WATCHDOG: Last week we sat down for the initial bargaining session with a successor union for one of our hotels. Our relationship with their predecessors had been excellent over two decades.   Because we are dealing for the first time, both sides came to the table with trepidations.

The union only represents workers at about a third of the hotels in the region. Furthermore, if the workers were to go out on strike, we could quickly bring in replacements from an agency for the lesser skilled positions at equal or less costs. The other positions can be staffed by supervisors or borrowed personnel from other company entities. We would be able to operate adequately within three hours and normally within two to three days.

It is a hard hand for the union to play and indicative how the balance of power between management and labor has shifted over the past half century. Is this a good thing? We believe not. Most of our workers are paid around $10 to $11 an hour,  at or near the poverty level for a single head of family, something we can not take pride in. Yet we could replace many with an agency at equal or less cost of us (minimum wage of $7.25 to the largely  immigrant workers, and the employer pockets the savings of no health care benefits.)

Are we so naive that we do not recognize that some unions take advantage of their members? Are we so naïve that we don’t recognize that some management of corporations take advantage of their stock holders?
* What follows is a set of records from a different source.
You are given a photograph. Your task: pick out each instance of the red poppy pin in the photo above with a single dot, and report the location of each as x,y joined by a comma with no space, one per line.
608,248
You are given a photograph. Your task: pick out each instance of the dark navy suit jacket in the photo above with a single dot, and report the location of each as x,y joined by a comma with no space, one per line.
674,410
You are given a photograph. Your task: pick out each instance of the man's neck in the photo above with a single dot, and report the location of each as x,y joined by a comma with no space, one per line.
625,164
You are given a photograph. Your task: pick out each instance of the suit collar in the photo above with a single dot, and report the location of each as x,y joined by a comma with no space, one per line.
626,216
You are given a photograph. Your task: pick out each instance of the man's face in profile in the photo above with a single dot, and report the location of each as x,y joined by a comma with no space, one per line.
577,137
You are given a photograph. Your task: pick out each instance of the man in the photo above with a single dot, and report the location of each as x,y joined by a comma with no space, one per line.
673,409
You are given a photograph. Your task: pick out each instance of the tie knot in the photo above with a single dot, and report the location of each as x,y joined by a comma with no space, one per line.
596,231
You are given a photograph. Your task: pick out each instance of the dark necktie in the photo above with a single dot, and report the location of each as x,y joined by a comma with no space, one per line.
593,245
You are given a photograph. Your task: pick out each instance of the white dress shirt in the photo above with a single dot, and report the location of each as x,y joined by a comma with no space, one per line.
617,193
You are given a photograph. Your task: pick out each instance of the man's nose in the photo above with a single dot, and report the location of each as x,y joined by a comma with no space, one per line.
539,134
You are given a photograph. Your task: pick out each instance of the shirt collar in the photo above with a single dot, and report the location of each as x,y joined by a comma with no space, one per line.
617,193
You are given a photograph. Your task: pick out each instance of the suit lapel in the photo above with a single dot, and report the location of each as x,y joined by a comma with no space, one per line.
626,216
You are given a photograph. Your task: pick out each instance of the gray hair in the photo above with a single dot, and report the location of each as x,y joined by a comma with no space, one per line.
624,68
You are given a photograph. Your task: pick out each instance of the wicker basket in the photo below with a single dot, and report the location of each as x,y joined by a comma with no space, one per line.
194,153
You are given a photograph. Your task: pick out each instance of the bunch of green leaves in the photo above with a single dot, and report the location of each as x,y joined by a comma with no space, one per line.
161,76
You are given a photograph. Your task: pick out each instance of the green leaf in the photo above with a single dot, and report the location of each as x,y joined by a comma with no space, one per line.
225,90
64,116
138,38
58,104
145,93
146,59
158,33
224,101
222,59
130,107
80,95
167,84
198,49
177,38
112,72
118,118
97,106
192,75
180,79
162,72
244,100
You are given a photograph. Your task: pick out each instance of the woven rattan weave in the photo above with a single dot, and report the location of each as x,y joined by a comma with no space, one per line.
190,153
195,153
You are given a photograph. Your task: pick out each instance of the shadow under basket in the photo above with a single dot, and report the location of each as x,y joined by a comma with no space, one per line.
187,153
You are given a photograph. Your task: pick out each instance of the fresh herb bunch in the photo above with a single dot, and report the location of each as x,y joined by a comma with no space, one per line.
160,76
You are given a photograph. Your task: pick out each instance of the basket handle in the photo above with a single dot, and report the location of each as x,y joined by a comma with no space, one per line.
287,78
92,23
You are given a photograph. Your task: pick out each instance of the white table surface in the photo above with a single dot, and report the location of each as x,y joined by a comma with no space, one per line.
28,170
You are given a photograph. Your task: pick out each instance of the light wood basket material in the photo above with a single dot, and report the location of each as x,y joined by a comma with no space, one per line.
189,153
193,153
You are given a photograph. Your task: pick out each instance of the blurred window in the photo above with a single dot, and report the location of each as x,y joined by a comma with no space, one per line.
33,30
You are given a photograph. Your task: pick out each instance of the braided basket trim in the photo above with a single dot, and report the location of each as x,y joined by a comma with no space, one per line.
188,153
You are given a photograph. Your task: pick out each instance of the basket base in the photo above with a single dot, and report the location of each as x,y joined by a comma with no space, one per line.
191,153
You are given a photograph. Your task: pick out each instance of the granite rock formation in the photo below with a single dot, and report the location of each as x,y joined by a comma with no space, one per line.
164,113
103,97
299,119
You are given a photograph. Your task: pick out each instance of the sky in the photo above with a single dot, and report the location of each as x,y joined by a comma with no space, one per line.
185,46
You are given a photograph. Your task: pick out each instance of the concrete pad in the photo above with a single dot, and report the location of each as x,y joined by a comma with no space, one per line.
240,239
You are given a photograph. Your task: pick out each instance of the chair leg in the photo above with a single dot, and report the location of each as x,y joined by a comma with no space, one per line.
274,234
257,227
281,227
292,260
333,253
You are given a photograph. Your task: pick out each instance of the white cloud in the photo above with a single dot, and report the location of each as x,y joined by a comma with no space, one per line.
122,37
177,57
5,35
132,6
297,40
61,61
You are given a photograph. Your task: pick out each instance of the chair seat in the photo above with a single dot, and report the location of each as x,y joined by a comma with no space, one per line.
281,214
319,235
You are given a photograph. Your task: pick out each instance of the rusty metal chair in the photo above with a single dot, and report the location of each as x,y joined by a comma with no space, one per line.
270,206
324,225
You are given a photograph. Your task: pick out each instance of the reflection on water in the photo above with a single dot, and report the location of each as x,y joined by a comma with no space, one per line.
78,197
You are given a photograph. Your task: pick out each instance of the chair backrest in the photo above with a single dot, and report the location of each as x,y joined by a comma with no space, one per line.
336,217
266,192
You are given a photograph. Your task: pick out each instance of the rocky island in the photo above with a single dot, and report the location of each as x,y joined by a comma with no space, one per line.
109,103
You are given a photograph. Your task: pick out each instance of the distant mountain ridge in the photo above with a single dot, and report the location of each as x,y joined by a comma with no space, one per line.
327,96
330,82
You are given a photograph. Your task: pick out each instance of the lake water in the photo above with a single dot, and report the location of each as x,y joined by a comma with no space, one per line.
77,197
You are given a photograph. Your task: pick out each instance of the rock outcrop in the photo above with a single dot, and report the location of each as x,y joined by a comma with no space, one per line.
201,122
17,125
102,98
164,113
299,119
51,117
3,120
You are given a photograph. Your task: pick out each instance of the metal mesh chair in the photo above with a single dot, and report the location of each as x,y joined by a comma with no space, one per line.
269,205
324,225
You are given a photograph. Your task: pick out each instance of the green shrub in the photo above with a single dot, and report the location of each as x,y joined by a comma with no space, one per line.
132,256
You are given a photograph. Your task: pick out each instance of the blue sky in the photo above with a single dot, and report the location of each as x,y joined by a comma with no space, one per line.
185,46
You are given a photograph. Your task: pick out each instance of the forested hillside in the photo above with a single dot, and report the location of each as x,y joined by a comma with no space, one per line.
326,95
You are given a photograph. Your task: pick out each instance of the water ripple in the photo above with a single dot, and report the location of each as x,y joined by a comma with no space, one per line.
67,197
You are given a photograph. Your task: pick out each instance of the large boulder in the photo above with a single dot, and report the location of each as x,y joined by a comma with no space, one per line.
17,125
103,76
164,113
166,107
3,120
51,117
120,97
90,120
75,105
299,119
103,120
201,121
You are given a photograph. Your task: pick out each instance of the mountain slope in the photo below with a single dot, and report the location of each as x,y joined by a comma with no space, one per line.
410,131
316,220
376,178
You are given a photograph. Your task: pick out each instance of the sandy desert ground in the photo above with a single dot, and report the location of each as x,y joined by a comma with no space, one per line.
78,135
The solution is enforcement of existing or appropriate new laws in both circumstances

Will we negotiate a contract without a work stoppage? We believe so. Will the wages be competitive for the better paid workers in the region? Yes.   How else are we to attract good workers?

Can we afford to pay more? No because it is a labor intensive and cut throat business and hardly profitable. What we would like is for the union to organize the balance of the hotels in the region. Then room prices would follow. But this isn’t likely to happen due to the non-union stance of certain powerful chains. The former bargaining power of unions may never be restored.

Today we have the worse of two worlds: A week labor movement and the lowest taxes on the wealthy in almost a century.  (Cause and effect?)  Is the United States of America to be a nation that cares about all of its people?  Has democracy been replaced by plutocracy, a nation where there is 2% who do extremely well while the real wages of the rest never grow and the middle class continues to shrink?   Your choice!